Solve $8^{x-2} - 6^x = 56$ for $x$

Question

I was recently challenged to solve the following equation $8^{x-2} - 6^x = 56$ for $x$. There obviously has to be a solution, but how would you calculate that? I tried rewriting the left side from $a^2-b^2$ to $(a+b)(a-b)$ but that didn't really help me.

Answer 1

$y = x-2\\ 8^y - 36\cdot 6^y = 56\\ 6^y(\frac {8}{6}^y - 36) = 56\\ \frac {8}{6}^y - 36 > 0\\ y>\frac {\ln{36}}{\ln8-\ln6} = 12.456525$

Now we can substitue this number for $y$ to more tightly pin it down, if we felt it would to any good.

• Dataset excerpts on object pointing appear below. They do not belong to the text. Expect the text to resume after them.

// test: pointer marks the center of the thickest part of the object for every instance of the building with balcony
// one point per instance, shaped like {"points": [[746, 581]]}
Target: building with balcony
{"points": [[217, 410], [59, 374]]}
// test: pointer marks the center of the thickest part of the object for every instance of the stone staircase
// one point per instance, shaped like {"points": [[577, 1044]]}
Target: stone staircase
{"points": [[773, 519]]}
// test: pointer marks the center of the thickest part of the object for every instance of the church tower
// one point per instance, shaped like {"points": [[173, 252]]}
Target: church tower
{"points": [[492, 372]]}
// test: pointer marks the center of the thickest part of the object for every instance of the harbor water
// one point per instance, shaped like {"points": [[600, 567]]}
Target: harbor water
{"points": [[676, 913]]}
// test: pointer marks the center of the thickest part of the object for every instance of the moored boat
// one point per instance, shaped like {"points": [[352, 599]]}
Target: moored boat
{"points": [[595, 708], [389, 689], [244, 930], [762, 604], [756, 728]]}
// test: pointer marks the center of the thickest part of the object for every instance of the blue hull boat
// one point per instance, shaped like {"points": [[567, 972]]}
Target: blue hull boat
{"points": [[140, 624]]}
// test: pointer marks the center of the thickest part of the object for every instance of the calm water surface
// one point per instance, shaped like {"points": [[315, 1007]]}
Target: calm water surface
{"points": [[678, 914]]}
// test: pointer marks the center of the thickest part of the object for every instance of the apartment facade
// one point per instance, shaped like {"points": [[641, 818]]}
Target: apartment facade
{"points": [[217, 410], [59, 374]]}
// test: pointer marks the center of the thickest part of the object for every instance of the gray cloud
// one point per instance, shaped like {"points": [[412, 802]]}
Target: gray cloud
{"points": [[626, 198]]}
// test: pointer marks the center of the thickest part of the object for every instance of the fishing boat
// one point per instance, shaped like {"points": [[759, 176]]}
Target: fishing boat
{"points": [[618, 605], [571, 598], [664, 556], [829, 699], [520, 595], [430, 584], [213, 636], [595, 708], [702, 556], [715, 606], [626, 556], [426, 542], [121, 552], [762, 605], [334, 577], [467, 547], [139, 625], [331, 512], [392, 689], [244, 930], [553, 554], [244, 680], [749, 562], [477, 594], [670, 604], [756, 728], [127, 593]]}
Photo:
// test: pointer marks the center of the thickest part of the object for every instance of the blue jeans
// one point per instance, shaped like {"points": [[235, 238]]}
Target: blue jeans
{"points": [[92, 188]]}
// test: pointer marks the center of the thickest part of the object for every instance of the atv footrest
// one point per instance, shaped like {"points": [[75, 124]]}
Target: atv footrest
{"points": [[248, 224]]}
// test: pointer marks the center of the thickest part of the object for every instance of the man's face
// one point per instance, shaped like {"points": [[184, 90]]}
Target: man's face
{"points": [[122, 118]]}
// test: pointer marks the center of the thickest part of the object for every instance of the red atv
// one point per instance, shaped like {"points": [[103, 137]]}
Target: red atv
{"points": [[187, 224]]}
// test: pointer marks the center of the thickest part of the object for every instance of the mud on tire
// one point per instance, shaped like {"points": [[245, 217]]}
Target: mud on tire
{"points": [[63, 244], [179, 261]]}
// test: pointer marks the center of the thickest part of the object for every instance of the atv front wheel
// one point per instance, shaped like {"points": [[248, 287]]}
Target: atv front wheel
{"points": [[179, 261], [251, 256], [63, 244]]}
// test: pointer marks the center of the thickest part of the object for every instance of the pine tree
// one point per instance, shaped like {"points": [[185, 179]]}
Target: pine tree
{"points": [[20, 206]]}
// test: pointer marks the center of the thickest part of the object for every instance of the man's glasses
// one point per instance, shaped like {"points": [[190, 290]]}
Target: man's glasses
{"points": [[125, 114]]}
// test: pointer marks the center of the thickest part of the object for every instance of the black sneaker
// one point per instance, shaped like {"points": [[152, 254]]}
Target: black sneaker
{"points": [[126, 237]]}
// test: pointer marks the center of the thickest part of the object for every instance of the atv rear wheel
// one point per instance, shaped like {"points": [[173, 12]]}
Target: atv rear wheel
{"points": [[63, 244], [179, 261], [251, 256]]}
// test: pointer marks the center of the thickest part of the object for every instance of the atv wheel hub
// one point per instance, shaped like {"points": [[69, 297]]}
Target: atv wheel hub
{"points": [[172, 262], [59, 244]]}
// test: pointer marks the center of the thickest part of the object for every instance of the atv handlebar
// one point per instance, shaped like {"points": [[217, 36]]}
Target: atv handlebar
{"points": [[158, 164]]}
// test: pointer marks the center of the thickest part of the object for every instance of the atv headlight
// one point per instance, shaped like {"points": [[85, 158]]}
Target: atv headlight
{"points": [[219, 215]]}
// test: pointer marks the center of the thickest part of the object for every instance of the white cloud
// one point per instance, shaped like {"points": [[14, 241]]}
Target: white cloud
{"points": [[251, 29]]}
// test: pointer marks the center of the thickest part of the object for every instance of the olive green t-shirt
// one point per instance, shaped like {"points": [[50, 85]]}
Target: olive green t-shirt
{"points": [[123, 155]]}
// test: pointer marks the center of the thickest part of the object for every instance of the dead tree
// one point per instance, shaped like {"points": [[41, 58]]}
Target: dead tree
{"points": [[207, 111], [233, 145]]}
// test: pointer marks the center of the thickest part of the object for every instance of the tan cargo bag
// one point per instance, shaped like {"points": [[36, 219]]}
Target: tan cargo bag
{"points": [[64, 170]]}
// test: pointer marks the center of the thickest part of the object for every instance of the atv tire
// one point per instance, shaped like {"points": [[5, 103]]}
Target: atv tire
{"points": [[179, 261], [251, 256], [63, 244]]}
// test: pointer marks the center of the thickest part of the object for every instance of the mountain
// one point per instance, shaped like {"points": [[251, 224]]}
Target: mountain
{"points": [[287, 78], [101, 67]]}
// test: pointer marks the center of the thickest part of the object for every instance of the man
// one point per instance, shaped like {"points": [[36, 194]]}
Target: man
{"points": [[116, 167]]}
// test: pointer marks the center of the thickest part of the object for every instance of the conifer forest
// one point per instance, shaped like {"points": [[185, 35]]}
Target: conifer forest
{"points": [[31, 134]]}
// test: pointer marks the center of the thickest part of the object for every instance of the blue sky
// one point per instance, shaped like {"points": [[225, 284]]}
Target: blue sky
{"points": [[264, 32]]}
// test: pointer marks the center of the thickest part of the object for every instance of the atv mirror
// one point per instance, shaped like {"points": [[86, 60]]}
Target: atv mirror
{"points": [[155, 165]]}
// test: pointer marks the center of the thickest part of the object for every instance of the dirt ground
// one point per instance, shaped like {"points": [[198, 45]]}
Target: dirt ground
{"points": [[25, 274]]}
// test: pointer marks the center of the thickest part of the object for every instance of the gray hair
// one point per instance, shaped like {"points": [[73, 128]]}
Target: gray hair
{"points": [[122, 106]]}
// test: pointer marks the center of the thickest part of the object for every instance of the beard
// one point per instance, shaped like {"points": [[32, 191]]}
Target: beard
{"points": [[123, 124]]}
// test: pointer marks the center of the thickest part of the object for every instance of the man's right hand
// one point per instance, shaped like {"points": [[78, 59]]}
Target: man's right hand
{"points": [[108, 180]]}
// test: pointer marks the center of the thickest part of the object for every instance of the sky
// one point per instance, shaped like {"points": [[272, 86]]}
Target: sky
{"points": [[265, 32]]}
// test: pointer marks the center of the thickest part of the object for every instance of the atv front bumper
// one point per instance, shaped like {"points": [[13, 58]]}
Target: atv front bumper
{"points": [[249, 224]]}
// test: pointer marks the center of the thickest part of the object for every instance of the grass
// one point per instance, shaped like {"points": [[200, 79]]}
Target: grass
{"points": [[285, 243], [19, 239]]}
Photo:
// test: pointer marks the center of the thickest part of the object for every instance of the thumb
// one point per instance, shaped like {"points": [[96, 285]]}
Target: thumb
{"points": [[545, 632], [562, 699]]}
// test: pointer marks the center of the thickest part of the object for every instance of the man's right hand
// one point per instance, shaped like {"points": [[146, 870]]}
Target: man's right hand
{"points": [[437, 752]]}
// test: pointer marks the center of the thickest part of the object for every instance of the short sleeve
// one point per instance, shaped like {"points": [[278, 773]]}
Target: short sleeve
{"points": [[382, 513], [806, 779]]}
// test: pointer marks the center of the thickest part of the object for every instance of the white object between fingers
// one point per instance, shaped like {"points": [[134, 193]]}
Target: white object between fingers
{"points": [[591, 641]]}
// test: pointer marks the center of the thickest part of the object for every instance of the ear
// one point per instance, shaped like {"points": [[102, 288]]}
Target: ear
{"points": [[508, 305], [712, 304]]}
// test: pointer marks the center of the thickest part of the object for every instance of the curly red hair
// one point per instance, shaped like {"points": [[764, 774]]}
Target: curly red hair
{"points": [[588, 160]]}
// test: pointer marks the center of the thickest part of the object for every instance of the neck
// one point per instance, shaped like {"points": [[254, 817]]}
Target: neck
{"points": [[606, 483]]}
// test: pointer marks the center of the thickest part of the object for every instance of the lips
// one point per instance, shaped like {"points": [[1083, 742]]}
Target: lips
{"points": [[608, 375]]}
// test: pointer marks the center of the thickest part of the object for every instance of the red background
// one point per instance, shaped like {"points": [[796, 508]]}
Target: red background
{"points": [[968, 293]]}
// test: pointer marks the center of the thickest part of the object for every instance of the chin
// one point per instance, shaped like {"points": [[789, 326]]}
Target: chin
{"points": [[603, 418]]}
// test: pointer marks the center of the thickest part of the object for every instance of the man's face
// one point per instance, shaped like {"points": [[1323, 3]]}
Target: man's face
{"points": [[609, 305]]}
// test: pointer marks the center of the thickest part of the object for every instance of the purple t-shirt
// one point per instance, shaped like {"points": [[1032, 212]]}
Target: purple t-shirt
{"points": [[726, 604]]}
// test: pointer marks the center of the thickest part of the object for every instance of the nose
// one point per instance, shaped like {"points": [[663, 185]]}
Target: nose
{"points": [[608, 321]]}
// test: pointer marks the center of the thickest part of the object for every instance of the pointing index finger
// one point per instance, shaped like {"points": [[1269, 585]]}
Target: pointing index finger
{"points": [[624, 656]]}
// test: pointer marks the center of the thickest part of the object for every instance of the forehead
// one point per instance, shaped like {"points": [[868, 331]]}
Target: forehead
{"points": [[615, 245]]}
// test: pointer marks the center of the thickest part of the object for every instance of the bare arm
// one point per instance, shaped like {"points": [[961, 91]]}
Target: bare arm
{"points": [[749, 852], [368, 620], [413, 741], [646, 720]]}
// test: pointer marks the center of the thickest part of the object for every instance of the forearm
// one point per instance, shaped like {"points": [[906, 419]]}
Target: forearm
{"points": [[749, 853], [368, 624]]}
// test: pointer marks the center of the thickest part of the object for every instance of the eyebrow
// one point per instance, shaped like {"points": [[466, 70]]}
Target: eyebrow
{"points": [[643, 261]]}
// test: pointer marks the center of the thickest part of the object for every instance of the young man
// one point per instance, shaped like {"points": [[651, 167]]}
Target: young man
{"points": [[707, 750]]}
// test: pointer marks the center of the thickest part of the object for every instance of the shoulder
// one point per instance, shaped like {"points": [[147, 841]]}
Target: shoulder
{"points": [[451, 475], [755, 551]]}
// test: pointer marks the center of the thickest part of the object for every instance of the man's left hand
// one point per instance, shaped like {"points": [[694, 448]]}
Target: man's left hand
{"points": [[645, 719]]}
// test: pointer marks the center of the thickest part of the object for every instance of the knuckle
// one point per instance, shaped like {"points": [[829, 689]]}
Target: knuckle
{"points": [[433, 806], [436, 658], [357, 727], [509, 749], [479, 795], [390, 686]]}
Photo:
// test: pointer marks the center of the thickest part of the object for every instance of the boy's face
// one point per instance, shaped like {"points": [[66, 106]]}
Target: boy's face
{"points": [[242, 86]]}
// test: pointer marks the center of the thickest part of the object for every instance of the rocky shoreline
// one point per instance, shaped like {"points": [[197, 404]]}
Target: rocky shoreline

$\frac {56}{6^{13}}<\frac {8}{6}^y - 36 < \frac {56}{6^{12}}\\ \frac {\ln{36}+\frac {56}{6^{13}}}{\ln8-\ln6} < y <\frac {\ln{36+\frac {56}{6^{12}}}}{\ln8-\ln6} $

$x\approx \frac {\ln{36}}{\ln8-\ln6}+2$ is accurate to within $10^{-8}$

Answer 2

As already said, you need to use a numerical method for solving $$8^{x-2} - 6^x = 56\implies \frac{8^x}{64}-6^x=56\implies 8^x=64(56+6^x)$$ that is to say to find the zero of $$f(x)=8^x-64(56+6^x)$$ This function varies extremely fast (try to graph it) and it is better to consider $$g(x)=x\log(8)-\log(64(56+6^x))$$ Just by curiosity, make a graph of this function to see how nice how nice it is.

Let us try Newton method; being very lazy, let us start with $x_0=0$. The iterates are $$\left( \begin{array}{cc} n & x_n \\ 0 & 0 \\ 1 & 4.0048367463046664599 \\ 2 & 12.443399536487988071 \\ 3 & 14.456524932583593226 \\ 4 & 14.456525039015510556 \end{array} \right)$$ which is the solution for twenty significant figures.

Being less lazy, you could notice that $(8^6-6^8)$ is a huge negative number. So, start using $x_0=8$; the first iterate of Newton method is $14.4553$ and the second one is almost the solution for ten significant figures.